The supply road was built in a mere eight months in frigid conditions on rough terrain, and required soldiers working from the north to meet up with white soldiers who worked from the south in order to connect the segments on October 25, 1942, according to the Associated Press. The finished product stretched some 1,500 miles, wider than most U.S. states.
It took 11,000 troops in total from the U.S. Army Corps of Engineers, troops who were divided by race. "The soldiers connected the road in Canada’s Yukon Territory east of the border of what was then the U.S. territory of Alaska," the AP reported. "A photo of a smiling black soldier shaking hands with a cigarette-dangling white soldier became emblematic of their effort."
The highway was originally called the Alcan Highway, but it's now known as the Alaska Highway. State lawmakers voted this year to celebrate black workers, which helped integrate the Army in 1948, to be honored on October 25.
Leonard Larkins, 96, was a black soldier who aided in construction of the road, and he's proud to receive long overdue recognition for it. "It’s way past time," Larkins told the AP. He was recently in Alaska for commemoration events, the AP reported.
As the AP elaborated:
A road link between Alaska and the Lower 48 was long a dream for territorial officials, but disagreements over a route and necessity caused delays until December 1941. The Japanese attack on Hawaii’s Pearl Harbor sparked an urgency to build the link out of concern that the U.S. territory and West Coast shipping lanes also were vulnerable.
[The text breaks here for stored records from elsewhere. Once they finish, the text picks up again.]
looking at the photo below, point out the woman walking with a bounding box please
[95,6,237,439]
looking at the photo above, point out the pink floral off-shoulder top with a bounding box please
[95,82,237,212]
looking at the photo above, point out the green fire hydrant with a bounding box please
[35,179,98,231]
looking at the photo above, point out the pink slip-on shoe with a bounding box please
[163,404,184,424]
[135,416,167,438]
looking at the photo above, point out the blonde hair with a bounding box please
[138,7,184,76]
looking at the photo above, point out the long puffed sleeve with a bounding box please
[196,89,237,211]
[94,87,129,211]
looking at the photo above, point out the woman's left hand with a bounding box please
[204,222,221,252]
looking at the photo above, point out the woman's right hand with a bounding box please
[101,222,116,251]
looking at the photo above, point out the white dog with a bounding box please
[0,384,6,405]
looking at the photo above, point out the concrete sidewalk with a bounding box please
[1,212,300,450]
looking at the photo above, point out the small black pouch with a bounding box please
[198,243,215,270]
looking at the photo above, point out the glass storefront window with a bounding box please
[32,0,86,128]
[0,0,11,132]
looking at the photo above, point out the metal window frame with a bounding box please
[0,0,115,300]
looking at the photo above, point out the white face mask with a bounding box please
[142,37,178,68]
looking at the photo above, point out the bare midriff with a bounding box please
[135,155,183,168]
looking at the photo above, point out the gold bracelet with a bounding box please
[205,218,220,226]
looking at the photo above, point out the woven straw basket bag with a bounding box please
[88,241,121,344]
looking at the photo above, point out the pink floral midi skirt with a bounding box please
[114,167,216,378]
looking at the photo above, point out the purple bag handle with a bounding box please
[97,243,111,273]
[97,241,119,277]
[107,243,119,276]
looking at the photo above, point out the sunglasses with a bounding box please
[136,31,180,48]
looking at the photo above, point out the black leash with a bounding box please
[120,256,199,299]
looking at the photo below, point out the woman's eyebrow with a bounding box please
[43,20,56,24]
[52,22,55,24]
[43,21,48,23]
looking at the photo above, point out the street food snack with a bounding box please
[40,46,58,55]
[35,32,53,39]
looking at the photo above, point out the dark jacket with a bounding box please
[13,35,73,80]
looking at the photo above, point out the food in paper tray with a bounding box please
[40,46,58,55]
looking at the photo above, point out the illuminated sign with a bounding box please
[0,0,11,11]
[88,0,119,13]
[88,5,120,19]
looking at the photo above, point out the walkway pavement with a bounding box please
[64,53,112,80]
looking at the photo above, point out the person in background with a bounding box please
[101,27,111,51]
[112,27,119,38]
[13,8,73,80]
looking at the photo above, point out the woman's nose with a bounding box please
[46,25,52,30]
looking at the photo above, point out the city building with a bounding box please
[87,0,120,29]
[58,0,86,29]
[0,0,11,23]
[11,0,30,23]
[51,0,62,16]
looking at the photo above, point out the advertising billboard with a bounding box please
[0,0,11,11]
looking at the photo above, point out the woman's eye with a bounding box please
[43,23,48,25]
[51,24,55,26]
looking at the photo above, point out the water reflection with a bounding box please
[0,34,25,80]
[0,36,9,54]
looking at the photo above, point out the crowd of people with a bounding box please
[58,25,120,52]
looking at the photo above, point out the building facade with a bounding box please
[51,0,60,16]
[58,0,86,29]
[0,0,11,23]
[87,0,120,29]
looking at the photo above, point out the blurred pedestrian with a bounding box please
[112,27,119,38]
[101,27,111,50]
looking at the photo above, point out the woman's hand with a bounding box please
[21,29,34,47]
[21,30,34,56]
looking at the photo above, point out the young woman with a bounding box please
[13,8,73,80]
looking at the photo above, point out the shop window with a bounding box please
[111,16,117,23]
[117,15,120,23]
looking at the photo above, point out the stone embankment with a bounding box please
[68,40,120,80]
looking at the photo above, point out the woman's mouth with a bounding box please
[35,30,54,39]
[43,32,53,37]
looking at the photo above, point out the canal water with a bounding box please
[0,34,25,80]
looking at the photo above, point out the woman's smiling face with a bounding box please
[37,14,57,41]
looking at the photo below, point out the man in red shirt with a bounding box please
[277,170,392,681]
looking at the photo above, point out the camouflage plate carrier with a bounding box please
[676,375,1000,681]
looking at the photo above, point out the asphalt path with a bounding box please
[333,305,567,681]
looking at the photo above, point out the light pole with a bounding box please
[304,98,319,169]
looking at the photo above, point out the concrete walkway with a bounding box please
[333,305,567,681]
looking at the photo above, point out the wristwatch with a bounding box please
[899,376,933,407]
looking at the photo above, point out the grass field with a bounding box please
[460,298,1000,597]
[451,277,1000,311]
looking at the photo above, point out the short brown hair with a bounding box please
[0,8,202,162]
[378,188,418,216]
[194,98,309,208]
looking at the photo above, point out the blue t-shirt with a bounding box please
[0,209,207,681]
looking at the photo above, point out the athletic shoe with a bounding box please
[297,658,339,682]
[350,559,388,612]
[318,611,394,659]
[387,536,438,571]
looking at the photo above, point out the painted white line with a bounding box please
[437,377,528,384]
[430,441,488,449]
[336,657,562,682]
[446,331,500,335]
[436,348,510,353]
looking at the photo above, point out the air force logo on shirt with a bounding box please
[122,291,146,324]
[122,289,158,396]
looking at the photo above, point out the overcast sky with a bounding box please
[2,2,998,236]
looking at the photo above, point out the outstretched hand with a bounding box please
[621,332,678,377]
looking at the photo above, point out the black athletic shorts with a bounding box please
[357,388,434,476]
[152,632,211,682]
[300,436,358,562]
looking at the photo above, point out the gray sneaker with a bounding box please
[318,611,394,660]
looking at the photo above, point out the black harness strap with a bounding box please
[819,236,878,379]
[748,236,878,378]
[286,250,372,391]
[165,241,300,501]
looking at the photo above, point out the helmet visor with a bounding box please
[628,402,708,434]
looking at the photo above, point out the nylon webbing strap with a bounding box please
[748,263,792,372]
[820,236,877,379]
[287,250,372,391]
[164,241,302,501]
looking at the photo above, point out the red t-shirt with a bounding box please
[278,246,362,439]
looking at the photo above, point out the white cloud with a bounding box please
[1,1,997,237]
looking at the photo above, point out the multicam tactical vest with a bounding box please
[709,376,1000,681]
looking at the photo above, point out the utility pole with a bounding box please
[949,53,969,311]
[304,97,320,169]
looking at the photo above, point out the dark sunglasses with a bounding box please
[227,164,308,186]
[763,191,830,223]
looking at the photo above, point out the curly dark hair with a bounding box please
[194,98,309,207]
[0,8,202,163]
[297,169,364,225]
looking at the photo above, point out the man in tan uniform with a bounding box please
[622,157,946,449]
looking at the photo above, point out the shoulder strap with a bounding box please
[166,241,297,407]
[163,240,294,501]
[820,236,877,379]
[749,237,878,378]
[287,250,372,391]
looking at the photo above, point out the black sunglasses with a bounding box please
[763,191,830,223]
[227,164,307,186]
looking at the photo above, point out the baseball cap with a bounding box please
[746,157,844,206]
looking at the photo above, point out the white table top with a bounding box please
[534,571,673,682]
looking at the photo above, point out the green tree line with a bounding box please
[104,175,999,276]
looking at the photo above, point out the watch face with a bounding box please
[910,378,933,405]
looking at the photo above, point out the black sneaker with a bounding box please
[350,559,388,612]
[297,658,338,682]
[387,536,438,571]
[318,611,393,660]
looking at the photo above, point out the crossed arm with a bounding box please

The southwest tip of Alaska’s Aleutian Islands chain is just 750 miles (1,206 kilometers) from Japan.
Larkins worked on both sides of the border with the 93rd Engineers, one of several black regiments sent north to help cut and hack through virgin wilderness. Along the way were clouds of mosquitoes, boggy land, permafrost and temperatures ranging from 90 degrees to minus 70 during one of the coldest years on record.
Larkins said he remembers black soldiers doing all the work as they were watched by their white superiors. Larkins, who hailed from Louisiana, vividly remembers the frigid temperatures. "So cold," he told the AP. "You can’t stand there too long, you know. It’s entirely too cold."
The road was called "one of the wonders of the modern world" in a 1944 military documentary.
"We often acknowledge the construction of the Alcan," Alaskan State Sen. Tom Begich said. "This is simply going a step further and saying there was a contribution made by African Americans as well."